The Australian Primary Principals Association (APPA) notes with interest the publication of the

2013 NAPLAN Summary Report and emphasises that any use of the report’s data to construct

league tables will be of no benefit to the children of Australia. The interpretation of data must be

made in the light of purpose and the wealth of other assessment data available from within


In commending teachers and schools for the role they play in ensuring an appropriate emphasis

on national testing, APPA President, Norm Hart, warned of the dangers ahead should the

pressures to perform in NAPLAN continue. Mr Hart said,

“The reality is that NAPLAN results will not improve year after year if the classroom focus

is driven by the narrow band of student learning assessed by these tests."

In an independent survey on the impact of NAPLAN in schools, commissioned by APPA and

conducted by public affairs consultants CANVASS in the lead up to this year's NAPLAN tests,

responses from over 1,300 primary school leaders were recorded.

The CANVASS Report states:

"For the fifty-eight percent of schools that spend class time preparing for NAPLAN,

results were spread fairly evenly between one week and ten weeks. Twenty-eight percent

allocate preparation time in the one to five weeks prior to the tests. Around ten percent

allocate time for NAPLAN preparation six to nine weeks before the tests and a further

nine percent start allocating time for preparation ten weeks out. Eleven percent allocate

preparation time more than ten weeks prior to the tests."

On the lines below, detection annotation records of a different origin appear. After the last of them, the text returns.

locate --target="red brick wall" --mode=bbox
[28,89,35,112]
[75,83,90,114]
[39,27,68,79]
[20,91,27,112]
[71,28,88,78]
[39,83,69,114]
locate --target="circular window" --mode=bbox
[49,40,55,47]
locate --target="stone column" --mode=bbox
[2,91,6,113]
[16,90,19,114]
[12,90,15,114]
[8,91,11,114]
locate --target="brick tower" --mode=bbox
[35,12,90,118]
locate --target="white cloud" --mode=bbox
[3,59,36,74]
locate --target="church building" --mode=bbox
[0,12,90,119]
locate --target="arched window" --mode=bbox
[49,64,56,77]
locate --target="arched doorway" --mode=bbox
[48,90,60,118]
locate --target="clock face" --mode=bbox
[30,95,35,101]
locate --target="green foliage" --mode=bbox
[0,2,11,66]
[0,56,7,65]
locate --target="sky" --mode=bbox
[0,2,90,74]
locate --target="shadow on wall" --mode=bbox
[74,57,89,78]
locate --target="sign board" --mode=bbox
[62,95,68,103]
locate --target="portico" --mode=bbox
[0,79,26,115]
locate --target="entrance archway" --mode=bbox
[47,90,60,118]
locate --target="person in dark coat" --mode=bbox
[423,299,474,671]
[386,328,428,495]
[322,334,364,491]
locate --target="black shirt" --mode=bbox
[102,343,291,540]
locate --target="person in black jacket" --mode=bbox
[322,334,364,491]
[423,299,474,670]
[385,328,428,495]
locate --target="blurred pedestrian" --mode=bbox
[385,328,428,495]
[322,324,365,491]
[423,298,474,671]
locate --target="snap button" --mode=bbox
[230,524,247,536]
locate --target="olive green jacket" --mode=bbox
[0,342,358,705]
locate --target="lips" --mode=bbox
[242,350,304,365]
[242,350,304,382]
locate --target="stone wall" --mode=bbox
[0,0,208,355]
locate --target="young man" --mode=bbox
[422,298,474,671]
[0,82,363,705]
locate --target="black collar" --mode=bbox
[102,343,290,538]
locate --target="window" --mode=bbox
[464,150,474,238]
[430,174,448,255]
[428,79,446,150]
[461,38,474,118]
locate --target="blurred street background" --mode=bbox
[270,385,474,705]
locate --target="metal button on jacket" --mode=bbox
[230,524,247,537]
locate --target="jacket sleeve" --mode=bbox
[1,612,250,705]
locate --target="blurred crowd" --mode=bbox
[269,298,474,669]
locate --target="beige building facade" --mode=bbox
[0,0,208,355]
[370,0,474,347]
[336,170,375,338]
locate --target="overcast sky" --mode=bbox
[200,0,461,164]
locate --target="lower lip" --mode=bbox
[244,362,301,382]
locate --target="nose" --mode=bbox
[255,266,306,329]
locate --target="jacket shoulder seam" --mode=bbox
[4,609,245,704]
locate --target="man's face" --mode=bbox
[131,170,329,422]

When asked how many hours per week they allocate in the run-up to NAPLAN, half of the

respondents said their schools allocate between one and three hours each week and a further

twelve percent allocate four to five hours per week.

Mr Hart said,

"The fact that school leaders believe this use of learning time is necessary for NAPLAN

preparation clearly indicates the high stakes nature of the tests in the minds of parents,

students and teachers."



APPA accepts the advice to schools from Professor Barry McGaw, Chair of the Australian

Curriculum, Assessment and Reporting Authority (ACARA) Board that the best preparation for

NAPLAN is to provide a rich primary curriculum for students every day. Mr Hart said,

"Outside a few sessions to familiarise students with the layout of the tests and some

good advice about test techniques, spending long periods of time practising for NAPLAN

is counterproductive and may result in students developing negative attitudes to school

and learning. These children have their whole lives ahead of them and we must keep

them switched on to learning."

Mr Hart went on to call for education authorities to provide firm guidelines about the types of

activities that constitute appropriate NAPLAN preparation and how much time should be spent

on them.

APPA believes primary principals will welcome guidelines that put the focus back on children's

learning rather than student testing.

The Australian Primary Principals Association represents 7,200 Government, Catholic and

Independent primary school principals across Australia.